New Canadian Nutrition Facts Panel Should Improve Digestion of Information

Maple leaf meal
Aug 16, 2017
TORONTO, CANADA -- The Canadian government’s path to modernizing its food safety system includes an overhaul of its nutrition facts panel and ingredient listing for food products, mirroring many of the proposed changes seen in the recent U.S. nutrition label update.  Both countries’ governments aim to provide consumers with access to more recent and accurate nutrition information about the foods and beverages they’re consuming, and the Canadian changes focus on packaging the information to make it easier for consumers to read, understand, and make informed food choices.

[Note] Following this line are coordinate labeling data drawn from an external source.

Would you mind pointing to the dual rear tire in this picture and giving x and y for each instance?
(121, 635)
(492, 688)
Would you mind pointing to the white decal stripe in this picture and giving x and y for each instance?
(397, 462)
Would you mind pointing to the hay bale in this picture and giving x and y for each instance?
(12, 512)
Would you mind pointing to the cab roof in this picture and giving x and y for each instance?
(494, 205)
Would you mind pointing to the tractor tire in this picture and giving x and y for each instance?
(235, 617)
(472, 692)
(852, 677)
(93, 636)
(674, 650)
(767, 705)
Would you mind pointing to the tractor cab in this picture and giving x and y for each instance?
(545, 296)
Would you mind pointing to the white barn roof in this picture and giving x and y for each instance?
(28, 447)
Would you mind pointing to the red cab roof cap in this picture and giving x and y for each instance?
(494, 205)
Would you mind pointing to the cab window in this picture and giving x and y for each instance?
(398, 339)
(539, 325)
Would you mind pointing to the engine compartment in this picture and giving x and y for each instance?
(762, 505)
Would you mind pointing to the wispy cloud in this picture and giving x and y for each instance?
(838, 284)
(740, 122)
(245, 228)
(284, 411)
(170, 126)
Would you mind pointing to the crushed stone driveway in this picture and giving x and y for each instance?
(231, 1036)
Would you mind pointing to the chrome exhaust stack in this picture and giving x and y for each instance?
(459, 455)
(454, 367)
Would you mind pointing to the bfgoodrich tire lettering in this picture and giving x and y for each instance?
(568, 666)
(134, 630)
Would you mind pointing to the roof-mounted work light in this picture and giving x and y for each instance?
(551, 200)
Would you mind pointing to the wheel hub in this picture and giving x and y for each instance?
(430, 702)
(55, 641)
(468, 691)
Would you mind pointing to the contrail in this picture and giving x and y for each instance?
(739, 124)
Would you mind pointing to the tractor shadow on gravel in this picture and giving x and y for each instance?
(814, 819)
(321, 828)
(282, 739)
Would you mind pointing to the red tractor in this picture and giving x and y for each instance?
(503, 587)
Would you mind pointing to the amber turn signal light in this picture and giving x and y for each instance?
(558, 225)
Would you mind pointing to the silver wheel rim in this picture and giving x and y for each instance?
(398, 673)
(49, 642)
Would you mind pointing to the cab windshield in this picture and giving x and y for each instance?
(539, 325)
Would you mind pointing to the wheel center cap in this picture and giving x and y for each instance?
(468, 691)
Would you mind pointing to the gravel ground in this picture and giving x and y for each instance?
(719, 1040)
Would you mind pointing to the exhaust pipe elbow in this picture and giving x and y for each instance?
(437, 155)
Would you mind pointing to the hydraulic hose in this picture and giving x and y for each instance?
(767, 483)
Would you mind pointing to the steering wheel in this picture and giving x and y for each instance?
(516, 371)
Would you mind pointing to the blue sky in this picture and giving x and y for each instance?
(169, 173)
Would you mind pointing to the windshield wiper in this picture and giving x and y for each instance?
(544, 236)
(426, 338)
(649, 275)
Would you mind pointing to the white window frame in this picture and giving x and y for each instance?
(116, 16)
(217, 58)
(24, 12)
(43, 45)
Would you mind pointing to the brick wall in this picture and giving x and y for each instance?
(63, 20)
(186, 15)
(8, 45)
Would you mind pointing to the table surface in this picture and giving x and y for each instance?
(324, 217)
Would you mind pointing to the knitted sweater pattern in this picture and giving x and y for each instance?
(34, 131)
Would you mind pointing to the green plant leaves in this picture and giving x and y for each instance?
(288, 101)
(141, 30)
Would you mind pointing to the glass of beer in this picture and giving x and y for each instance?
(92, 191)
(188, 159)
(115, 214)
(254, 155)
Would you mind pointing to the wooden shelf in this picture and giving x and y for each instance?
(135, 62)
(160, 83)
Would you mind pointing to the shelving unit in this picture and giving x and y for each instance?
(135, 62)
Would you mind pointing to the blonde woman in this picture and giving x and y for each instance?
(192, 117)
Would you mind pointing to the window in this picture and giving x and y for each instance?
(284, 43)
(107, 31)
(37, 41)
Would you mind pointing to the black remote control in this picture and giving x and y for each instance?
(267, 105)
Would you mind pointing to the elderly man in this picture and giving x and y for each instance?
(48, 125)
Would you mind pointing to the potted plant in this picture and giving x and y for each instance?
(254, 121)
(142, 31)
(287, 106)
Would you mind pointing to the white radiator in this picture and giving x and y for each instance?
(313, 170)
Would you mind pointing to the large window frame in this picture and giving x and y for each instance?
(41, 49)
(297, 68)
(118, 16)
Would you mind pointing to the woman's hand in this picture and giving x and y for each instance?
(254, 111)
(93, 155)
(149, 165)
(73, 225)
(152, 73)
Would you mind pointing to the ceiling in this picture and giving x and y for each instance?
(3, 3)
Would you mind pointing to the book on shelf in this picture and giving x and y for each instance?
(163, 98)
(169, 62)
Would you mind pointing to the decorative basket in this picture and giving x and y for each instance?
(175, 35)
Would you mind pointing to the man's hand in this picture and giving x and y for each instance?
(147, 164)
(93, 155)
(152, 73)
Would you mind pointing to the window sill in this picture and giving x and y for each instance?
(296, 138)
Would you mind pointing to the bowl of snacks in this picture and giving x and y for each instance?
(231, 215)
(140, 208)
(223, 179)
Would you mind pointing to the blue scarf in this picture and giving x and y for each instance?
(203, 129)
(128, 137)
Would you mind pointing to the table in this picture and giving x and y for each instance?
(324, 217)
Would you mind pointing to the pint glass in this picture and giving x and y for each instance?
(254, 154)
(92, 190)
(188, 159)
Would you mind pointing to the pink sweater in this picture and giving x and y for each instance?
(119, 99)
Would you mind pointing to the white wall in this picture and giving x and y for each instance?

“The nutrition label for U.S. rice in Canada will remain unchanged, except for the easier to read new labels,” said Pereina Choudhury, USA Rice promotions director in Canada.  “In products where rice is used as an ingredient, it will help the overall health profile of the product since rice has no sugar and sugar contents will be required to be listed due to Canada’s big push to limit sugary foods.”  

The new Canadian guidelines require a larger font be used for serving size and calorie count, the latter underlined for emphasis.  The serving size for similar products is now more consistent and better reflects the portion Canadians consume in one sitting.  Reading the ingredient list for processed foods will be easier as the text must be black on a white or neutral background, a minimum font size is required, and each ingredient will include a capital letter (unless in brackets).  All sugars must now be grouped (in brackets) and food colors must be listed by their common names.

The daily percentage values are now science-based and one has been added for total sugars.  The addition of a footnote on these values will help consumers understand if the amount of sugars and/or nutrients is considered a little or a lot.

Potassium - present in rice - has been added to the nutrients list because research has shown the Canadian diet lacks this important nutrient that helps regulate a healthy blood pressure.  

“While some food labels have already adopted the new guidelines, it is not yet mandatory and a five-year transition period has been granted,” said Choudhury.  “Canadian consumers have been asking for nutritional information that they can understand and use when comparing similar food products.  We think these label changes will do a good job showing how rice is an important component to the national diet here.”